Serves me right for changing my reservation.
I went to dinner, served by a rather rude waiter (an editor of my acquaintance refers to this as "capital city syndrome"). I had to ask for help on the menu, after being told that the first two items I could translate weren't available. He explained to me that if there was a check mark next to it, they had it in stock that day. So that's why the menu was on paper—and mimeographed.
Next on the frustration list was trying to call home to tell them I was okay and to ask how they were. For some reason, maybe a lack of rubles, I could hear them, but they couldn't hear me. After three tries, I wound up yelling into the phone, figuring that if I were just loud enough, they might be able to hear me in the Midwest. On the third try, my son answered and said, "Dad, if this is you, everything's okay here." Relieved, I didn't call back, saving the eardrums of a large number of French citizens (I don't speak German).
However, I did have high school French, and it turned out to be useful the next morning. As I passed the check-in line, I heard a voice raised in familiar frustration. I saw a well-groomed gentleman speaking very loudly to the English-speaking clerk—volume due to his language, which, from phrases I picked up from my New Jersey students, I tentatively identified as Italian. When he paused for breath, I asked if he spoke French. He gave me a smile of surprise and said in the language of Jules Verne, "A little, yes."
"Well, this lady speaks only Russian and English," I said. "Shall I ask her where I can find someone who speaks Italian?"
He said yes, with relief, and I asked the Russian lady, in English, where I could find someone who spoke Italian. She pointed to a desk across the lobby. The Italian gentleman and I thanked her and headed toward the desk in question; he asked me if I was French—and seemed surprised when I said I was American!
"But you speak French with a very good accent!"
Gotta hand it to those Italians—they know how to make a guy feel good.
After all, I had a right to. I had just translated for an Italian, in French, then English, to a Russian clerk. My high school French teacher would be proud of me.
I decided to tour Moscow by the tried and true method of getting lost and finding my way back to the hotel. Got that? I meant to get lost. Did a very good job of it, too. I even found my way back to the hotel. Took a while, but I did get a nice look at the subways—really good-looking; Kruschev did a good job of designing them. I heard some young Russians in a café celebrating the weekend, found a church that had been turned into a museum, saw Red Square (bigger than it seemed in the photographs) and the Kremlin on the other side of it, with St. Basil's thrown in for good measure—it always seems to me, in the pictures, like a confection. Close up, it's much more realistic. Then I went to the GUM, the Grand Universal Megazan—"The big store with everything in it." My high school Russian teacher told us it was the first-ever department store. Seeing it up close and personal, I thought it was much more likely to be the world's first shopping mall.

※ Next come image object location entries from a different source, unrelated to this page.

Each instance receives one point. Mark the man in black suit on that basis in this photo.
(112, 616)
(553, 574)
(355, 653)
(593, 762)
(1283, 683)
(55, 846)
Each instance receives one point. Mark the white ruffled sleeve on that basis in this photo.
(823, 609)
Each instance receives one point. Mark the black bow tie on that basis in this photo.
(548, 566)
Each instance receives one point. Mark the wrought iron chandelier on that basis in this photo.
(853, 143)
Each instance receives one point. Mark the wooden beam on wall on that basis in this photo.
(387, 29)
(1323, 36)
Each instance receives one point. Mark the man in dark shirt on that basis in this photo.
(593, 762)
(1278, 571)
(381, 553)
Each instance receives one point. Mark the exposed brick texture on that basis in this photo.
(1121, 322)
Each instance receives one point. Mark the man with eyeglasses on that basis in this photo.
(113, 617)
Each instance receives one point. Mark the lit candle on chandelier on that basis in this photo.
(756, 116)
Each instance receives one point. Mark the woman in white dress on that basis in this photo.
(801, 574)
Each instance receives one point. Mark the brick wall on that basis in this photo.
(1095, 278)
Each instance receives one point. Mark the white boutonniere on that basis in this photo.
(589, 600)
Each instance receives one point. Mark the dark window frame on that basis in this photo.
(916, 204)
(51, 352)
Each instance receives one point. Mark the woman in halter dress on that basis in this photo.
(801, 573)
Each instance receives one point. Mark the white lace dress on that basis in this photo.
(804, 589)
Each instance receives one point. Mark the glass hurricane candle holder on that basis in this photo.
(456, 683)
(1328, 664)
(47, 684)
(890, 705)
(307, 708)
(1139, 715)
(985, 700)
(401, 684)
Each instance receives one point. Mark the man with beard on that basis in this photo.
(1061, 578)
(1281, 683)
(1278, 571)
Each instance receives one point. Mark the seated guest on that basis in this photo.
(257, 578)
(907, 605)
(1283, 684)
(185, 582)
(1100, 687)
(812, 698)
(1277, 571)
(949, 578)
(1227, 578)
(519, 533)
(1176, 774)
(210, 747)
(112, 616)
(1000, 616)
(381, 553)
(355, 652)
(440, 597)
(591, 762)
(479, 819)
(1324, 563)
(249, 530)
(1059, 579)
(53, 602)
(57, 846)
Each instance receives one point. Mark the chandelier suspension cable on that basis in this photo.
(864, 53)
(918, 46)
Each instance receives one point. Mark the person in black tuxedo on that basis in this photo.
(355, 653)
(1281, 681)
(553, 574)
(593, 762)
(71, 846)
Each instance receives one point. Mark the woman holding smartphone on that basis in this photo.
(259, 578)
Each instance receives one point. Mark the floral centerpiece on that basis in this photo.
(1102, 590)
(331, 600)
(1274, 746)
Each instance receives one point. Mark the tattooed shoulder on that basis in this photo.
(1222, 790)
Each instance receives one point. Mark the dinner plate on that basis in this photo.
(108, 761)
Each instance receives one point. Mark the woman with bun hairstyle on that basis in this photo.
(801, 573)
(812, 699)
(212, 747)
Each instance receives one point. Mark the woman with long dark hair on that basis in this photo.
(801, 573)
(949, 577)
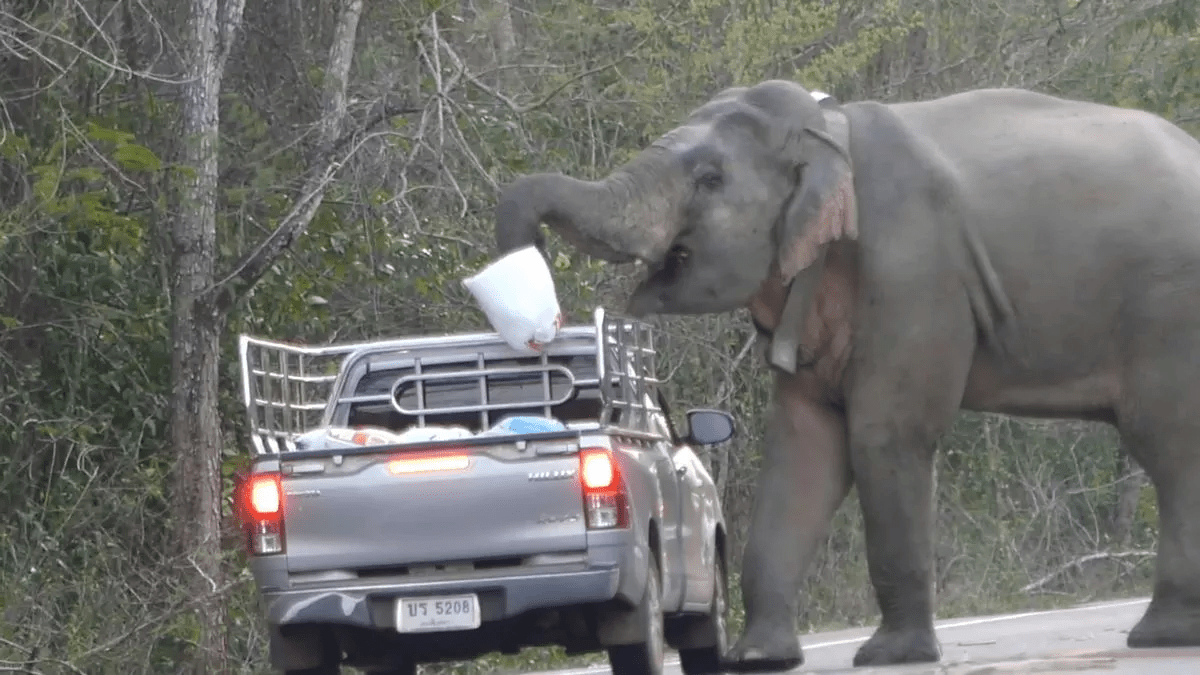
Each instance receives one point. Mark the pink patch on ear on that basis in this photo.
(838, 219)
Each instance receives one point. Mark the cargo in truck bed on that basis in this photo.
(432, 499)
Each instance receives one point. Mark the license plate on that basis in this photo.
(447, 613)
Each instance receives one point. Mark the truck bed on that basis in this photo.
(483, 500)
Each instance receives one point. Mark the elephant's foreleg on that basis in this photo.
(803, 478)
(906, 386)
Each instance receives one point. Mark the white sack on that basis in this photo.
(517, 294)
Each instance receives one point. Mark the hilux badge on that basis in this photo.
(552, 475)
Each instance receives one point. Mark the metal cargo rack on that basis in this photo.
(288, 389)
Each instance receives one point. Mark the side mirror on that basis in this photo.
(709, 426)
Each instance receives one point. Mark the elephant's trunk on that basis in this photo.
(623, 217)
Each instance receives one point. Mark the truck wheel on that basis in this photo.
(707, 661)
(331, 659)
(645, 657)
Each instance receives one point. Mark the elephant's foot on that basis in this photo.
(1175, 625)
(895, 646)
(766, 649)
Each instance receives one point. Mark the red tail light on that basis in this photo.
(605, 503)
(263, 499)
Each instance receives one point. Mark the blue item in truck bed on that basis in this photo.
(527, 424)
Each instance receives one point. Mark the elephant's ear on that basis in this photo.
(822, 208)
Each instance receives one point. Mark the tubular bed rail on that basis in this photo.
(289, 389)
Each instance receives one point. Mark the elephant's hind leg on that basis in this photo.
(1165, 444)
(803, 479)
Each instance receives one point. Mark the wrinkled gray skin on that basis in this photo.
(1017, 254)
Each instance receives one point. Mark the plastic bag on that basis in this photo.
(335, 437)
(517, 294)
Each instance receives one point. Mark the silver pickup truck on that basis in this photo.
(438, 499)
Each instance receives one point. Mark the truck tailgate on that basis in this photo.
(408, 508)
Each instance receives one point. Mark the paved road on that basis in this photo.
(1084, 639)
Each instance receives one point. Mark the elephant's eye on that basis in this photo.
(676, 257)
(709, 179)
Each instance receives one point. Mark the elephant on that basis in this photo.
(995, 250)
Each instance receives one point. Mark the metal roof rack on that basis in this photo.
(287, 389)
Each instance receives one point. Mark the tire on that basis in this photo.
(331, 659)
(645, 657)
(707, 661)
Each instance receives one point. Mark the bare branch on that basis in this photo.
(1079, 562)
(255, 263)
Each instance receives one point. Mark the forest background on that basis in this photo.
(174, 173)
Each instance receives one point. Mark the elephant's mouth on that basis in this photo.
(652, 293)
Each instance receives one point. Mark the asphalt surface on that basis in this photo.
(1083, 639)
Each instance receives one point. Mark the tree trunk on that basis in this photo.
(197, 324)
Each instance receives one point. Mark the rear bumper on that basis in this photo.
(372, 605)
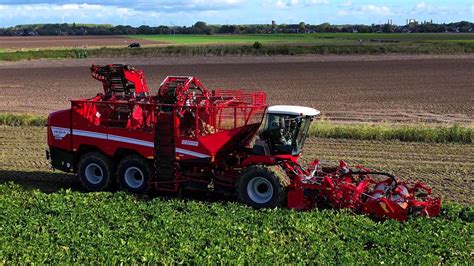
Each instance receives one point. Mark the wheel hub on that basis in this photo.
(260, 190)
(94, 173)
(134, 177)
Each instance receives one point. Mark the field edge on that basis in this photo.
(323, 129)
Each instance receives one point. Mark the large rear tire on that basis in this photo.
(259, 187)
(134, 173)
(95, 171)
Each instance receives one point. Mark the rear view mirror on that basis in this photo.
(282, 123)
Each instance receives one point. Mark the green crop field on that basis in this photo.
(46, 218)
(74, 227)
(313, 38)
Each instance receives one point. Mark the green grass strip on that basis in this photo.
(323, 129)
(406, 132)
(238, 50)
(68, 227)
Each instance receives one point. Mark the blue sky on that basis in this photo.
(187, 12)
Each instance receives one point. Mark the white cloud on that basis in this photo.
(282, 4)
(422, 5)
(317, 2)
(378, 10)
(345, 4)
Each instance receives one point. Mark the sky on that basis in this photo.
(187, 12)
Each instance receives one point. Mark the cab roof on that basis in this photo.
(293, 110)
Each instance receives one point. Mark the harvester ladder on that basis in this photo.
(165, 151)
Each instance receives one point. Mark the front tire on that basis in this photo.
(259, 187)
(95, 171)
(134, 174)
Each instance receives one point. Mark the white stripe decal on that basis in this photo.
(131, 141)
(89, 134)
(192, 153)
(140, 142)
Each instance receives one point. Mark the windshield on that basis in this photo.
(286, 133)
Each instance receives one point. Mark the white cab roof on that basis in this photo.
(293, 110)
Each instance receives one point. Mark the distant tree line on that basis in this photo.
(203, 28)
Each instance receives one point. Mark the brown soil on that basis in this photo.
(34, 42)
(345, 89)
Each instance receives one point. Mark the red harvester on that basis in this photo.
(228, 141)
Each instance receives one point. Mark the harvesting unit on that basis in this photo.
(184, 137)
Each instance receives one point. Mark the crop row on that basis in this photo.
(256, 49)
(70, 226)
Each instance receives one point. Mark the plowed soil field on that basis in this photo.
(36, 42)
(448, 168)
(349, 89)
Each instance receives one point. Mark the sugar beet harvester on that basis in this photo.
(185, 137)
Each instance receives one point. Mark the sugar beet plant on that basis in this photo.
(116, 227)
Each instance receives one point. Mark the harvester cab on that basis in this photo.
(285, 130)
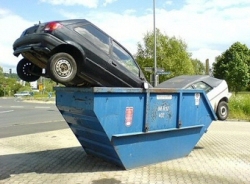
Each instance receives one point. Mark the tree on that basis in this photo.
(233, 65)
(198, 66)
(172, 55)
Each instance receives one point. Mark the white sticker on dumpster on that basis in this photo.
(197, 97)
(164, 97)
(129, 116)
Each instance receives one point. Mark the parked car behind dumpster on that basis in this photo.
(216, 89)
(75, 53)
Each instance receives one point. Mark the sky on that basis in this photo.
(207, 27)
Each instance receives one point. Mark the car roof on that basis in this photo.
(183, 81)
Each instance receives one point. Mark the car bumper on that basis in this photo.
(42, 42)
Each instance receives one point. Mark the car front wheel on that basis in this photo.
(26, 70)
(62, 68)
(222, 110)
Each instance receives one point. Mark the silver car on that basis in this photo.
(216, 90)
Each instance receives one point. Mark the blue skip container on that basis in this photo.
(133, 127)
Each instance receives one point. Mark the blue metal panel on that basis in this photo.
(135, 127)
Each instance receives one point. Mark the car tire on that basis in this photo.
(222, 110)
(26, 69)
(62, 68)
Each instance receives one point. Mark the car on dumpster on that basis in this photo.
(75, 53)
(216, 90)
(22, 94)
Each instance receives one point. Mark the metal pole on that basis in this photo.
(155, 62)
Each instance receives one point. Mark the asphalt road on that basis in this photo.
(18, 117)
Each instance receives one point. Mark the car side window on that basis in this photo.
(202, 85)
(124, 58)
(95, 36)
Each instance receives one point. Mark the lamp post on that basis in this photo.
(155, 61)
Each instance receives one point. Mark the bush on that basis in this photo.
(239, 106)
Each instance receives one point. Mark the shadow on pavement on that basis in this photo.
(68, 160)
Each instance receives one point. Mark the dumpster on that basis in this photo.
(133, 127)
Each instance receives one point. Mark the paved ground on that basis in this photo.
(221, 156)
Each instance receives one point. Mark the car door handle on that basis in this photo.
(113, 63)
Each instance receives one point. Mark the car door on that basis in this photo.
(124, 65)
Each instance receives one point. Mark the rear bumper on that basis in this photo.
(42, 42)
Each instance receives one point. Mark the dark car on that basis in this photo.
(75, 53)
(216, 90)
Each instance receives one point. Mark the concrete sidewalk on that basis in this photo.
(221, 156)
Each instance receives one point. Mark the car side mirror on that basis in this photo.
(145, 85)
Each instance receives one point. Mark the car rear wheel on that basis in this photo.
(222, 110)
(62, 68)
(28, 71)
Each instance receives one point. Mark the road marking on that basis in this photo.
(40, 107)
(1, 112)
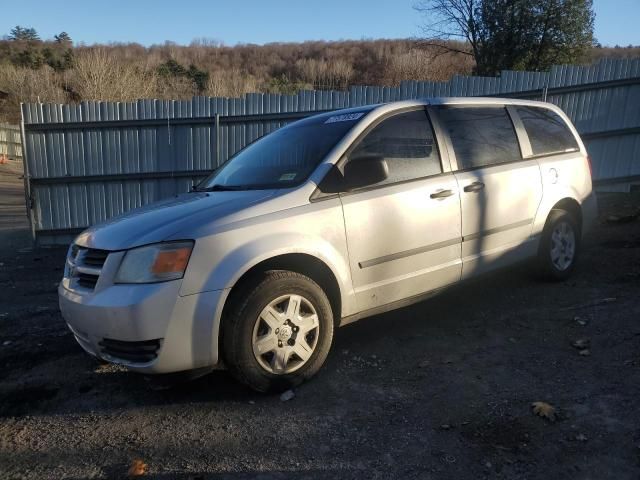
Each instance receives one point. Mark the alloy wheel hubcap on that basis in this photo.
(285, 334)
(563, 246)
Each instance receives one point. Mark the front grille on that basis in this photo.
(134, 352)
(87, 280)
(86, 265)
(94, 258)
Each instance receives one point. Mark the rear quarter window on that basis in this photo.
(481, 135)
(548, 133)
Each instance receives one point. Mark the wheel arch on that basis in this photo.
(571, 206)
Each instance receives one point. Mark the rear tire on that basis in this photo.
(278, 331)
(559, 246)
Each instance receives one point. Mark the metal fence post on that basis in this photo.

I managed to check out in time to catch my flight and, on the way back, tried to take stock of the wealth of experiences that had crowded themselves into one single week. I think I had them sorted out by Christmas.
The one big overall impression I gained was that the ordinary Russian people are very much like us. They're friendly, polite, and willing to help you out.
And, of course, a surprising number of them like science fiction.